The combustion of liquid ethanol (c2H5OH) produces Carbon Dioxide and water. After 4.62 mL of ethanol ( density= 0.789 g/mL) was allowed to burn in the presence of 15.55 g of Oxygen gas, 3.72 mL of water (density=1.00 g/mL) was collected.

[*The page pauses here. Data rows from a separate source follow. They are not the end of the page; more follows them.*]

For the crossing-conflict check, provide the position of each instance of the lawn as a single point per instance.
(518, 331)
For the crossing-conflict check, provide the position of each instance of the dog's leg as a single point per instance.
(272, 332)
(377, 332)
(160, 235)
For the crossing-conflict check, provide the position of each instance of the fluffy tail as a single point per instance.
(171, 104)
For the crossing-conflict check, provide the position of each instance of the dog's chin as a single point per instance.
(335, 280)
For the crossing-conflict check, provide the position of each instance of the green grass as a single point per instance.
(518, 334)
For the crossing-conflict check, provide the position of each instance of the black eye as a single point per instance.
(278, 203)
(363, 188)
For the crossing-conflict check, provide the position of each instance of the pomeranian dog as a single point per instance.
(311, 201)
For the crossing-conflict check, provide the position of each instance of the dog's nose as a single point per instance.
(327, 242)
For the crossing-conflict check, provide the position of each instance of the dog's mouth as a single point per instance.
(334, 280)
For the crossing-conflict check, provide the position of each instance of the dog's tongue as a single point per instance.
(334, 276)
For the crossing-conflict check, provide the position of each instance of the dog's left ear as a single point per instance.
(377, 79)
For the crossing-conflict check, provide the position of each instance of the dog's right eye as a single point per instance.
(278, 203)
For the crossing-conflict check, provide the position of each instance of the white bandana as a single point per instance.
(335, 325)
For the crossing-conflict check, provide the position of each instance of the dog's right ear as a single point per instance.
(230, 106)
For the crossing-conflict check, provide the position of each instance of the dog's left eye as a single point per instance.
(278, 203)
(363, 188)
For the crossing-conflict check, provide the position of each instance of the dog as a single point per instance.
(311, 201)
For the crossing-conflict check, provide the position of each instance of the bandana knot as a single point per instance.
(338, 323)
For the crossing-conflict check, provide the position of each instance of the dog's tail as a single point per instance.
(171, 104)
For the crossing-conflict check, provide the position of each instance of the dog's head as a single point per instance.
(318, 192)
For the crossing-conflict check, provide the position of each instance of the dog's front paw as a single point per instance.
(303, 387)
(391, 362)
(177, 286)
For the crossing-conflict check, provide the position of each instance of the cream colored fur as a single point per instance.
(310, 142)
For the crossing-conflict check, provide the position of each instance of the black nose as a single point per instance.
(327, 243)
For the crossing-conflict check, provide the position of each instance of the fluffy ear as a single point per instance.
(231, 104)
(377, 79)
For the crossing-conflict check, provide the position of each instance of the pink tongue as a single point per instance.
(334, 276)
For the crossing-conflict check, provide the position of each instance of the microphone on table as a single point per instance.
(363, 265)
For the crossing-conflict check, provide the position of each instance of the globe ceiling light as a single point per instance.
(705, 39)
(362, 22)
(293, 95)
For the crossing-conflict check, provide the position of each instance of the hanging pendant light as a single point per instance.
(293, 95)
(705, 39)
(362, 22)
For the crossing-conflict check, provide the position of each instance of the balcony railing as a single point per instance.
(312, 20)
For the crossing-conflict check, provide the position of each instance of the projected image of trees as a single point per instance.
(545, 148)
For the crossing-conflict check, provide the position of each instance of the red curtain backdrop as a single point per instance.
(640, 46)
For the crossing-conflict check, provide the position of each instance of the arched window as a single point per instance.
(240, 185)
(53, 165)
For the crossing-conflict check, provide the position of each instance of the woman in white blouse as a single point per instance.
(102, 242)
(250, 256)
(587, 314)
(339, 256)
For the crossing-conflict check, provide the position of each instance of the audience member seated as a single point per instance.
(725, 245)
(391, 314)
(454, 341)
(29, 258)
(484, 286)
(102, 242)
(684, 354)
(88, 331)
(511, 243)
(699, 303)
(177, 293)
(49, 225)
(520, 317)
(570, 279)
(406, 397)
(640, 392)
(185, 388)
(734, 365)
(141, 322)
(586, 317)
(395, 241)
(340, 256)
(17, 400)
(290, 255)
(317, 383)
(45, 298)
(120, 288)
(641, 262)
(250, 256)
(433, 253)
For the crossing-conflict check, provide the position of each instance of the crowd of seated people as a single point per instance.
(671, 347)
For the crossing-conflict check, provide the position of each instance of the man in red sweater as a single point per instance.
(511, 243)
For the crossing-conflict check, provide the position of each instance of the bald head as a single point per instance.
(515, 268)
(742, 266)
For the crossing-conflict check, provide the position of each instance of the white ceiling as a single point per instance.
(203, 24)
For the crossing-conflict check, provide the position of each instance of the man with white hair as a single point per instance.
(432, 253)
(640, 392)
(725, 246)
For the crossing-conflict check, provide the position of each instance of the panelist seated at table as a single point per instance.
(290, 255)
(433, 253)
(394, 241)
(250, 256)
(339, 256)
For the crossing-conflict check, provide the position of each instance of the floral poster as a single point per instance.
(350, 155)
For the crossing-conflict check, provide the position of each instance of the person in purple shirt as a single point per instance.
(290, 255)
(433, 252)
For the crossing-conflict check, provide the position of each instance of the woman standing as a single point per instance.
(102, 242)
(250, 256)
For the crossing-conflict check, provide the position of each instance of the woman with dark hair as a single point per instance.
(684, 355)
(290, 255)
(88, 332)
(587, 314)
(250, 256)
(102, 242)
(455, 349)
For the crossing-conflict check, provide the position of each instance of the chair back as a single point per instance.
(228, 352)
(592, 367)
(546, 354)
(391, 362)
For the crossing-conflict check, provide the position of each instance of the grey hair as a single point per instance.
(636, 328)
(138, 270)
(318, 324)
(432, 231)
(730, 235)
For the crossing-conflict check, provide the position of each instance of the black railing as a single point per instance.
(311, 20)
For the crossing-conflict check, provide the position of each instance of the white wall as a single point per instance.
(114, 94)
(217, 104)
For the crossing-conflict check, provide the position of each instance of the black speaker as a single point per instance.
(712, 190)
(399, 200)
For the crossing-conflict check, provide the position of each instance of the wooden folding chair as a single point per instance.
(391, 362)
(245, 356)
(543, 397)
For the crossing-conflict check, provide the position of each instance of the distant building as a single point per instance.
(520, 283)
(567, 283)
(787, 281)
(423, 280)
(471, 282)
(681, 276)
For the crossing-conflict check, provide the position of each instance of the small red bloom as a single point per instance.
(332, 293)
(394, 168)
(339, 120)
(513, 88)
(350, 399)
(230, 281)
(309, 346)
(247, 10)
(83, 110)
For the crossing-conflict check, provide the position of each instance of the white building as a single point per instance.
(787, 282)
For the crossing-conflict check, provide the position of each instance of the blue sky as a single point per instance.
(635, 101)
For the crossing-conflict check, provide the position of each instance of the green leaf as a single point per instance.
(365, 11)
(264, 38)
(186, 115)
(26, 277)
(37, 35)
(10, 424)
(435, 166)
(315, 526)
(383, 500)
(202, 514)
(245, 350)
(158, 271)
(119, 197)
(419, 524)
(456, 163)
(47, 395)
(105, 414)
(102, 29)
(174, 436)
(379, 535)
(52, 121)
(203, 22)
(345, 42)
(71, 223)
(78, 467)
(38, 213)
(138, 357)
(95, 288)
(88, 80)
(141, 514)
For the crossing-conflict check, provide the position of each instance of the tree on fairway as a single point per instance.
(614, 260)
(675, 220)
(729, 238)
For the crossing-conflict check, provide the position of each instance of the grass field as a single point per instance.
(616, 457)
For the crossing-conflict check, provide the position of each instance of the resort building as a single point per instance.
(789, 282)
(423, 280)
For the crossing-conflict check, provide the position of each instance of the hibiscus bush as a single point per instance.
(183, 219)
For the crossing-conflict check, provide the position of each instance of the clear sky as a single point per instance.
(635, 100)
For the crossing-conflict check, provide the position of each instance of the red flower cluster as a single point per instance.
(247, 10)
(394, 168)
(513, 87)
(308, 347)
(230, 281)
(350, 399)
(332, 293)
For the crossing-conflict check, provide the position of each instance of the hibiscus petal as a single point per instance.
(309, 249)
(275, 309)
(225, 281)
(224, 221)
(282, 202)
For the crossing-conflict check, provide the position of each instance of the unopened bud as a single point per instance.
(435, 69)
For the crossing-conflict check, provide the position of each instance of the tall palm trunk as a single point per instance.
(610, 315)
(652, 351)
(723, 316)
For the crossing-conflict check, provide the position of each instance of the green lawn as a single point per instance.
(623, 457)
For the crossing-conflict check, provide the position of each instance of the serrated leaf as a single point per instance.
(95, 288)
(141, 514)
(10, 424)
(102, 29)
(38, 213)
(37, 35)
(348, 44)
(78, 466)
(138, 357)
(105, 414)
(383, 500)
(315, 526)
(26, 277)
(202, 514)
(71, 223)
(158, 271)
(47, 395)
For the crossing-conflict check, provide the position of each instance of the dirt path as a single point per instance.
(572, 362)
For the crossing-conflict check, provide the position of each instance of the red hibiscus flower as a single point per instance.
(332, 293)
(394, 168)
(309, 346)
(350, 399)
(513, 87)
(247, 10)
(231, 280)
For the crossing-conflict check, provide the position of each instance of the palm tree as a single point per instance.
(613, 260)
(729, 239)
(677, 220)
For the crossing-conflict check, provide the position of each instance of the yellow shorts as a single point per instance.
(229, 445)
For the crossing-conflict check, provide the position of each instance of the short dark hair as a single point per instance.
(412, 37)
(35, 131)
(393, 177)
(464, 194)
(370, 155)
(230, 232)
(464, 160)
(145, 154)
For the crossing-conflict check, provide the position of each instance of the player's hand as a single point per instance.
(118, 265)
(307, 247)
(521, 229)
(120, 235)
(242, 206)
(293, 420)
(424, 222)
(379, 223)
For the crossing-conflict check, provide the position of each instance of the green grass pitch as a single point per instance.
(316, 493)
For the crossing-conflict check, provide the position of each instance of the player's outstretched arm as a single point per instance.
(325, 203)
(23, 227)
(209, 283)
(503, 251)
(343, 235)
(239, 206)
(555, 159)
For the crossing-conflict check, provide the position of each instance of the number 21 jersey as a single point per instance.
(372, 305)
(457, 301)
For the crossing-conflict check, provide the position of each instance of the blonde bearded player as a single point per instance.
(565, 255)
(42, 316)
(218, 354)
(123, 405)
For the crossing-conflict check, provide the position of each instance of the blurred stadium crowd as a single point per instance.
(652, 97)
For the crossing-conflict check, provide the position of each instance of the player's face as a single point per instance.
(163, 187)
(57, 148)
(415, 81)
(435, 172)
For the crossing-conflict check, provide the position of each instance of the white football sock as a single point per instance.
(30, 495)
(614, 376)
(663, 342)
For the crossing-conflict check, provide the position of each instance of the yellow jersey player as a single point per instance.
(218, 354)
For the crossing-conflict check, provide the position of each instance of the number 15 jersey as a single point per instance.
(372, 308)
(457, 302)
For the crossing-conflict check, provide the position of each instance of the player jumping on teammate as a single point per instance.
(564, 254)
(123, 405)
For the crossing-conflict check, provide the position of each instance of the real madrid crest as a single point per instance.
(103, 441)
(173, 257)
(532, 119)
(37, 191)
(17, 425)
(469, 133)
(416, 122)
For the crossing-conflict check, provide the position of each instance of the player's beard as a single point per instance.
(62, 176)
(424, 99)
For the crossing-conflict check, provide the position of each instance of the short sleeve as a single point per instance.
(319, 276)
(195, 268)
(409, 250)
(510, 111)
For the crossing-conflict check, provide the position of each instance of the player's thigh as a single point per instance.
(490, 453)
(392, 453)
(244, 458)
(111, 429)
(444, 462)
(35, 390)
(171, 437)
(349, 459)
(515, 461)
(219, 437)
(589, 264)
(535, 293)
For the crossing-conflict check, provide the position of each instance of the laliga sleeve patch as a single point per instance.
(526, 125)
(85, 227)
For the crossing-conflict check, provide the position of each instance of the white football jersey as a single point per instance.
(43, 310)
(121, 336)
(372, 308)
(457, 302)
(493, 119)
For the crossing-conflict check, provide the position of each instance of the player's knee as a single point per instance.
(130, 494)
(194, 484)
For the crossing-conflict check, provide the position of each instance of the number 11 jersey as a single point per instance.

Determine the limiting reactant, theoretical yield of H20, and percent yield for the reaction. (hint: write a balanced equation for the combustion for the combustion of ethanol.)

Answer 1

THE CHEMICAL EQUESTIONIS

C₂H₅OH (l) + 3 O₂(g) → 2 CO₂(g) + 3 H₂O(l)

Next, we need to convert the volumes of ethanol and water to grams using the density formula:

Density = (Mass) / (Volume)
Given that
Density C2H5OH = 0.789 g/mL
Mass C2H5OH = ?
Volume C₂H₅OH= 4.64 mL

Mass C₂H₅OH = (Density C₂H₅OH)(Volume C₂H₅OH)
Mass C₂H₅OH = (0.789 g/mL)(4.64 mL)
Mass C₂H₅OH = 3.66 g C2H5OH
And also
Density of H₂O = 1.00 g/mL
Mass of H₂O = ?
Volume of H₂O = 3.72 mL

Mass H₂O = (Density H₂O)(Volume H₂O)
Mass H₂O = (1.00 g/mL)(3.72 mL)
Mass H₂O = 3.72 g H₂O

Next, we need to use dimensional analysis and equation coefficients to convert 3.66 g of ethanol to moles of ethanol, to moles of water, to grams of water in order to find the theoretical yield.
we know that 1 mol C₂H₅OH = 46.069 g C₂H₅OH
1 mol C₂H₅OH = 3 mol H2O
1 mol H2O = 18.015 g H2O

[(3.66 g of C₂H₅OH)/1]*[(1 mol of C₂H₅OH)/(46.069 g of C₂H₅OH)]*[(3 mol of H₂O)/(1 mol of C₂H₅OH)]*[(18.015 g of H2O)/(1 mol of H2O)] = 4.29 g H₂O

The percent yield of H₂O by using the following equation:

% yield = [(actual yield)(100%)] / (theoretical yield)

% yield = ?
Actual yield = 3.72 g of H₂O (given value by converting ml to moles)
Theoretical yield = 4.29 g of H₂O

% yield = [(3.72 g)(100%)] / (4.29 g)
% yield = 86.7%

Answer:
1. The limiting reagent is ethanol from the balanced equation.
1. The theoretical yield of H₂O for the reaction was 4.29 g.

2. The percent yield for of H₂O for the reaction was 86.7%.